Thursday, July 09, 2009

Disco: an elegant Python Go player

There's this shiny new technique to implement computer Go players, called Monte Carlo UCT. It shocked the Go world by powering the first computer player (Mogo) to beat (quite unexpectedly I think) a professional player in an official match (with only a 7 stone handicap). Ever since hearing about this rather simple new technique, my hands have been itching to implement it in Python and compile the result with Shedskin.

The name of the resulting Go player is Disco (think "staying alive"), and its source code of only 350 lines can be found here. Given enough time, it can play some pretty interesting games on a 9x9 board. And of course you can connect it to a graphical Go board, although I only tested it with Gogui. See the README for installation and configuration details.

It has become quite a nice test case/example for Shedskin. Not only does it become about 5 times faster on my computer after compilation, and shows that you can write a pretty fast Go engine using it, it also shows how easy it is to generate an extension module with Shedskin and effectively use this in a larger program. In this case, there is a Parallel Python wrapper that fires up an abitrary number of processes, each importing and using the extension module to do part of the thinking.

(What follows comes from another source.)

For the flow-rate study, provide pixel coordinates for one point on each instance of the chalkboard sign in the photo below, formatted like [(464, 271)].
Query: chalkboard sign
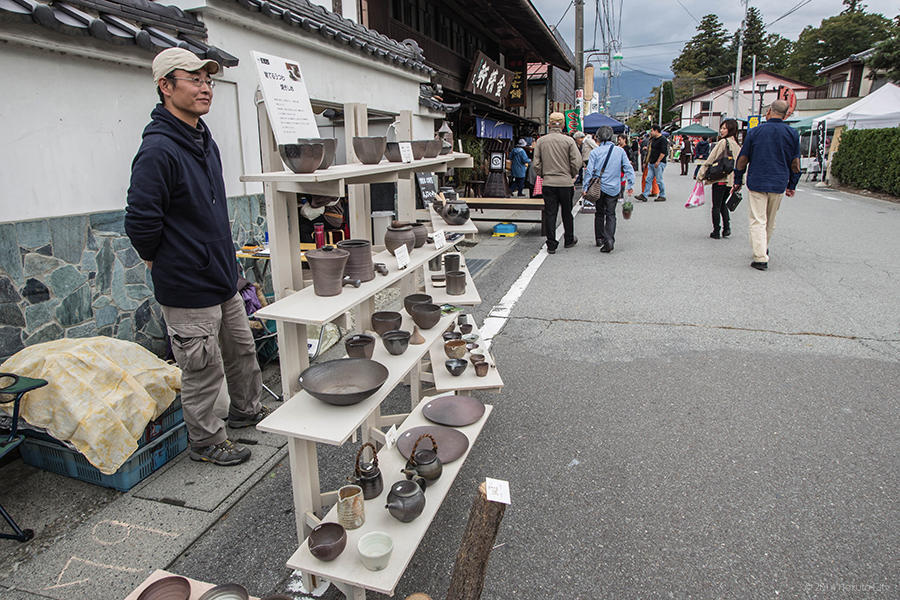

Sometimes everything can come so beautifully together: an elegant Python program of only 350 lines, compiled to an extension module, imported in multiple Python processes, connected to a graphical Go board and playing according to some brilliant but simple new mathematical formula that can somehow make computers play Go! Now if only I would be better at Go myself, so I could really test it..

BTW, Shedskin 0.1.2 should be right around the corner. Obviously I got a bit distracted by the above.. In all, it contains many optimizations and bug fixes and adds 5 other new example programs.

6 comments:

apt1002 said...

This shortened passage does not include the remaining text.